In 2003, TranSwitch Corporation demonstrated a turnkey reference design for Fast Ethernet routing and switching platforms using its Envoy-8FE Octal Fast Ethernet Controller with Intel's IXP2400 network processor. The package targeted Layer 2 and Layer 3 switches and routers for metro, access, and enterprise networks, giving system vendors a faster path to products with eight Fast Ethernet interfaces and programmable packet-processing capabilities.
That announcement belongs to a period when 100 Mbps Ethernet still mattered deeply at the network edge. Gigabit Ethernet was spreading, 10 Gigabit Ethernet was entering the core, and service providers were experimenting with Ethernet as a metro access technology. Fast Ethernet was no longer the newest Ethernet speed, but it was economical, well understood, and dense enough for many enterprise access, customer-premises, and embedded routing designs.
What Fast Ethernet Is
Fast Ethernet is the family of 100 Mbps Ethernet physical layers introduced in the mid-1990s under IEEE 802.3u. It preserved Ethernet's familiar frame format and operating model while increasing the nominal data rate from 10 Mbps to 100 Mbps. The most common variant became 100BASE-TX over twisted-pair copper, while 100BASE-FX served fiber links and specialized environments.
That compatibility was the genius of Fast Ethernet. Network operators could keep Ethernet as the common LAN technology while upgrading hubs, switches, network interface cards, and wiring closets in stages. For enterprises that had standardized on Ethernet, Fast Ethernet made switching practical at the desktop and helped accelerate the move away from shared collision domains toward full-duplex switched LANs.
The TranSwitch And Intel Reference Design
The original reference design combined TranSwitch's Envoy-8FE media interface device with Intel's IXDP2400 development platform and IXP2400 network processor. The promised package included schematics, a bill of materials, configuration notes, FPGA and CPLD code, drivers, and documentation through Intel's IXA Software Developers Kit.
That sort of design kit mattered because networking equipment vendors were racing to ship routers, switches, customer-premises equipment, and metro Ethernet devices without building every board, driver, and forwarding path from scratch. A reference platform let them focus on product differentiation: port density, software features, QoS, management, enclosure design, service-provider requirements, and certification.

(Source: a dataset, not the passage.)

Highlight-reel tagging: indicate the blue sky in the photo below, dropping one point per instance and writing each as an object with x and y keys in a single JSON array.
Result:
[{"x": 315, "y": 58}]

The IXP2400 also illustrates the pre-merchant-silicon era of many edge systems. Network processors gave vendors programmable packet handling for classification, forwarding, policing, traffic engineering, and protocol features. Today, many functions that once required a network processor are handled by switch ASICs, SoCs, SmartNICs, DPUs, virtual routers, or programmable pipelines, but the design tradeoff is familiar: fixed-function performance versus programmability.
Routing Versus Switching
Fast Ethernet appeared in both switches and routers, but the job was different:
- Layer 2 switching: forwarding Ethernet frames by MAC address, separating collision domains, supporting VLANs, and improving desktop or access-layer performance.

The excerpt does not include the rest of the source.